La corriente del miedo

Yo no debería estar hablando de esto. Debería estar hablando de las casas holandesas y el hipocentro de la bomba atómica y el kakuni de cerdo que es la comida más deliciosa que se han inventado en todo Japón. Sin embargo, descansando en Dejima bajo un sol esplendoroso recibí noticias y el panorama del viaje cambió: ya no era paseo sino escape. Desde entonces llevo varios días huyendo y ya no sé de qué huyo. Ya huí de mi casa inestable, ya huí de la falta de agua, huí del hambre, del racionamiento de energía, del aislamiento, de la radiación, del pánico general.

Cuando Azuma y yo bromeábamos acerca de la posibilidad de un terremoto como el que acaba de ocurrir, yo siempre decía que a mí no me daba tanto temor el sismo en sí sino la reacción de la gente. Y no me equivoqué. Si bien no hubo estampidas humanas, los días siguientes han traído consigo la saturación de imágenes dramáticas, el amarillismo, las alertas sobre amenazas inciertas. La región de Kanto se va desocupando y pueblos de por sí escasos de gente como Tsukuba se convierten en paisajes fantasmagóricos. Es difícil establecer el límite entre la verdad y el terror.

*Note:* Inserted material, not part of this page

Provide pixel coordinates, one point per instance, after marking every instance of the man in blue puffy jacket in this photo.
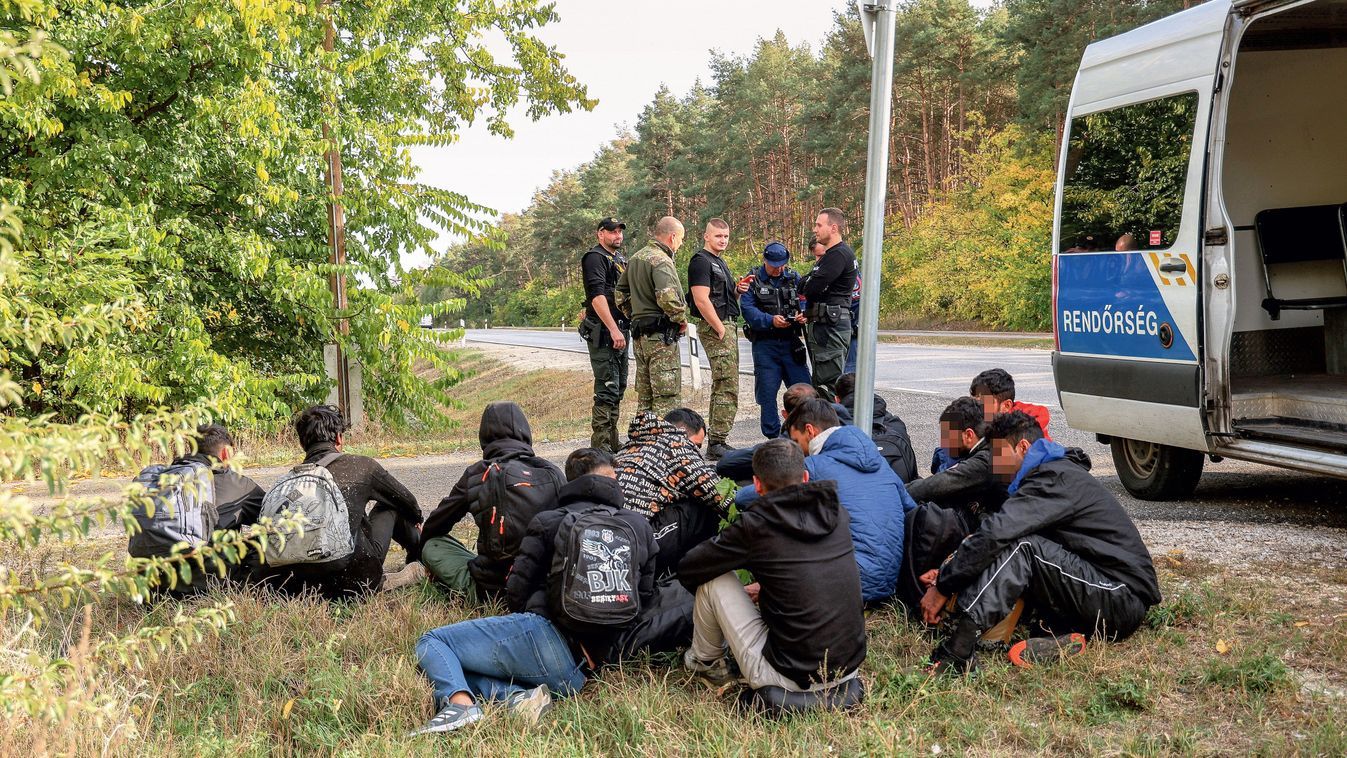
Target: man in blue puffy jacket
(868, 488)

Tarde o temprano tendré que regresar a Tsukuba y constatarlo todo por mí misma. Hasta entonces, existe muy poco de lo que yo quiera enterarme, más allá de que las líneas de tren corren y habrá con qué preparar las lentejas que me alimentarán hasta que regrese a Colombia. El nudo en la garganta no me lo ocasionan las réplicas ni las centrales nucleares, sino la gente. Me preparo, pues, para nadar contra la corriente del miedo.